UMass coach John Micheletto applauded the trio and knows they are being rewarded for their dedication to the sport.

“They put in a lot of hard work and sacrificed a lot throughout their careers,” Micheletto said. “The two years with Conor and Frank and the time with Brandon, I thought they put the effort in to be open to the coaching that we gave them and the development opportunity that they had.

“Obviously they continued to do that once they got out of UMass and in their AHL opportunities,” he added. “I’m happy for all of the hard work that those guys have done to get to where they are now, and I’m sure they’ll continue having success at the level they’re at, as well as moving on.”

Minutemen senior Shane Walsh, who played with all three throughout his time in Amherst, echoed his coach’s thoughts.

“It’s definitely awesome to see those guys move on and have so much success,” Walsh said. “It was a pleasure playing with Conor and Frank, obviously I got a chance to play with Frank a little bit last year on the same line so it’s definitely cool to see those guys doing so well and seeing them being rewarded for their hard work at this point in their career.”

With multiple players in the NHL, including two-time Stanley Cup champion for the Los Angeles Kings and U.S. Olympic goaltender Jonathan Quick (2005-07) and San Jose Sharks defenseman Justin Braun (2006-10), Micheletto believes these examples can be used as tools when recruiting future players.

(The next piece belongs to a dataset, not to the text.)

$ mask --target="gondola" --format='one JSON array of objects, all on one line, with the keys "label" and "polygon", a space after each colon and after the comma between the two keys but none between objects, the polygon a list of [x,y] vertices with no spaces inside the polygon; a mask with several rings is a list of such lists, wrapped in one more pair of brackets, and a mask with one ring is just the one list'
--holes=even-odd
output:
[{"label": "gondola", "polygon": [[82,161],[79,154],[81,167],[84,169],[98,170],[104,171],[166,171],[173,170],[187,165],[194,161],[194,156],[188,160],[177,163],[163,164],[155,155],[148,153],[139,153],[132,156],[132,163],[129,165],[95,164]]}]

“I think it’s something that all college programs point to that have a high-profile or a number of players that are playing at the NHL level,” Micheletto said. “It’s certainly a path towards not only being a great college player but also having an opportunity be in the NHL is something most recruits are aspiring to, so it’s an important message in the recruiting process as well.”

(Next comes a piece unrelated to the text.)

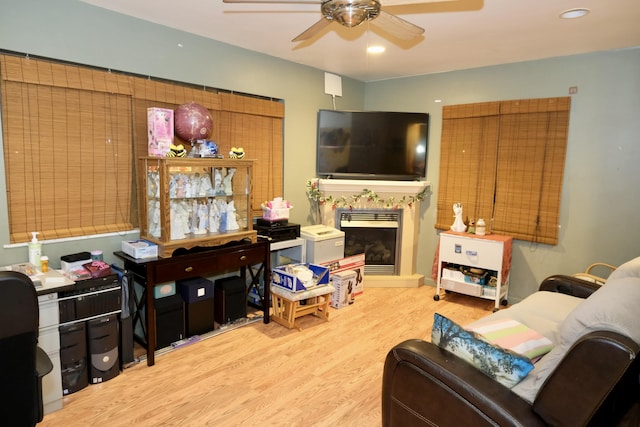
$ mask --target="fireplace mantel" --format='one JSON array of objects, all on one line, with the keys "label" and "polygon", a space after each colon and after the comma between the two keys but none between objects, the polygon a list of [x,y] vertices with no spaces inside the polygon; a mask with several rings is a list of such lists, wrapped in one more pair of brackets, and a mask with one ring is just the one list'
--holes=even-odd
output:
[{"label": "fireplace mantel", "polygon": [[[400,265],[397,275],[365,275],[364,285],[366,287],[417,287],[423,284],[424,275],[416,273],[416,261],[418,252],[418,230],[420,201],[415,196],[430,187],[428,181],[376,181],[357,179],[320,179],[318,180],[318,190],[322,197],[332,196],[334,199],[340,197],[351,198],[354,195],[367,191],[375,192],[381,199],[393,198],[401,200],[403,197],[412,198],[411,203],[403,206],[385,205],[368,201],[366,198],[359,199],[352,209],[402,209],[402,245],[400,248]],[[335,206],[330,203],[321,205],[321,218],[324,225],[336,227]]]},{"label": "fireplace mantel", "polygon": [[364,179],[319,179],[318,189],[323,193],[359,193],[363,188],[376,193],[418,194],[429,187],[428,181],[375,181]]}]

Despite not having the opportunity to coach Quick himself, Micheletto – who arrived at the helm in 2012 – still acknowledged all of his accomplishments and said it’s fantastic for a former Minuteman to accomplish what he has.

“To win the ultimate championship at the highest level is something I’m sure is a tremendous feeling for Jonathan, and for him to be the best goaltender at that level is quite an accomplishment,” Micheletto said. “We’re certainly proud that he had a few years here at UMass and certainly watch and root for him every time he steps between the pipes.”

While the list of former Minutemen in the NHL may not be as long as some of the top college hockey programs, there are still a number of UMass players who extended their hockey careers post-college.

Rocco Carzo (2009-13) was recently signed to a professional tryout with the Gulls, while Michael Pereira (2010-14) received a similar deal with the Utica Comets, the AHL affiliate of the Vancouver Canucks, earlier this month. Other examples include recent graduates Oleg Yevenko (AHL), Zack LaRue and Troy Power, with the latter two currently stationed in the ECHL.


Walsh acknowledged not just the players, but also points to how impressive the conference the Minutemen play in is as a whole.

“I think it says a lot about UMass and Hockey East in general,” Walsh said. “It’s a top conference in the country, so those guys show that they’re good hockey players. It goes to show what they did here and all the hard work they put in is paying off for them, so it’s cool to see.”

For Micheletto, seeing his former players continuing to earn these opportunities is a testament to how dedicated they are.

“It’s a big part due to them and the work they’ve done and the commitment that they’ve made to be as good as they can be,” he said. “This program has played a part in all of their developments and we’re certainly proud of all the guys that have continued on and been able to keep chasing their dreams at the professional level.”

With his career winding down as a Minuteman, Walsh hopes to follow in the footsteps of his former teammates, and earn the same opportunity his former teammates did. The senior currently leads the team with 15 goals and 20 points this year.

“It’s definitely motivation to see guys like Conor and Frank playing in the NHL,” he said. “Any time you see guys that you’ve played with or gotten the chance to spend some time with go on to the next level, that definitely gives you confidence that if you keep working hard and doing the right thing, that it could work out and you can get an opportunity later on.”